This is the Week of Prayer for Christian Unity. We, all Christians of various denominations and Rites, are to pray unceasingly for unity. We are to recognize that there is more that unites us than divides us, there is more that we agree on than we disagree on.
I agree but it is difficult. We all know that we are right and yet it is not about us! We started out as one church but when were there not divisions? Certainly Saints Peter and Paul knew of divisions. Were we to follow the Law, stay kosher, and follow all the old commandments? Were the Gentiles, the Greeks free of the Law and yet open to salvation? Certainly the Church Fathers knew divisions, otherwise why all of the Ecumenical Councils? Certainly the Bishops and Metropolitans knew division, the Bishop of Rome was first among equals and yet the councils met everywhere except Rome.

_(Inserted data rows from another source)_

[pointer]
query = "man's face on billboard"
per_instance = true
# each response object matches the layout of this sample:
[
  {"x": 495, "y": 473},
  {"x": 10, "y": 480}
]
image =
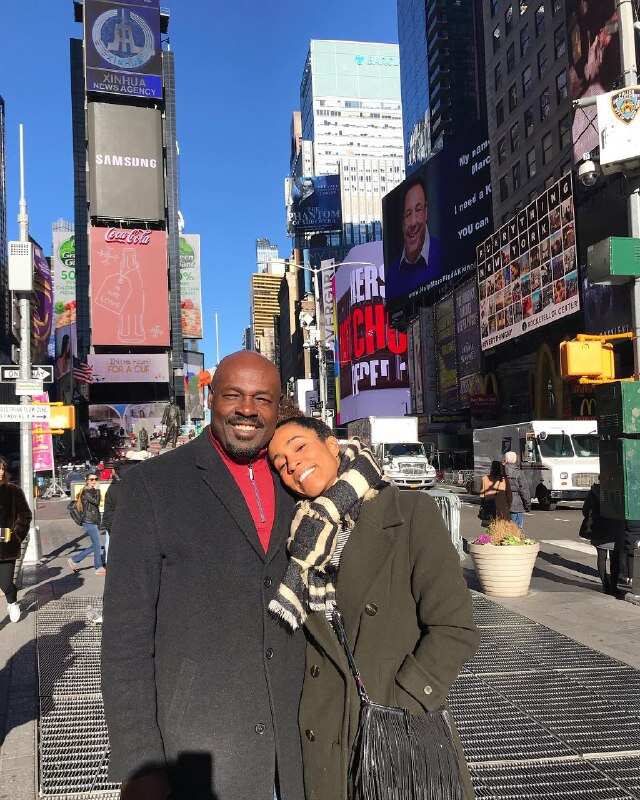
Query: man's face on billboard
[{"x": 414, "y": 222}]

Disunity has resulted in so much loss. The churches of the East and of Northern Africa are diminished in size but not in contribution to the Body. Yet where is our support and appreciation of these churches. We (many Christian denominations) send missionaries to the lands of the Eastern Churches to make them like us, Western. Why are we not helping them survive as a testament to their heritage and contribution to all of us?
If there were not divisions than why so many Romes? First Rome than Constantinople the Second Rome, then Kiev and then Moscow the New Romes. Schisms, Reformation, Inquisitions, Holy Wars, all in the name of one God, one Church. Yes, let’s pray for Christian Unity!
The Week of Prayer for Christian Unity is the result of the ecumenical movement. It is an attempt to heal the divisions within the Church. We are to reflect on: "one Lord, one faith, one baptism." We are to reflect on: “when two or three are gathered in my name, I am there among them” (Mt 18:20) In the United States this year the Society of Atonement marks one hundred years of praying for Christian Unity.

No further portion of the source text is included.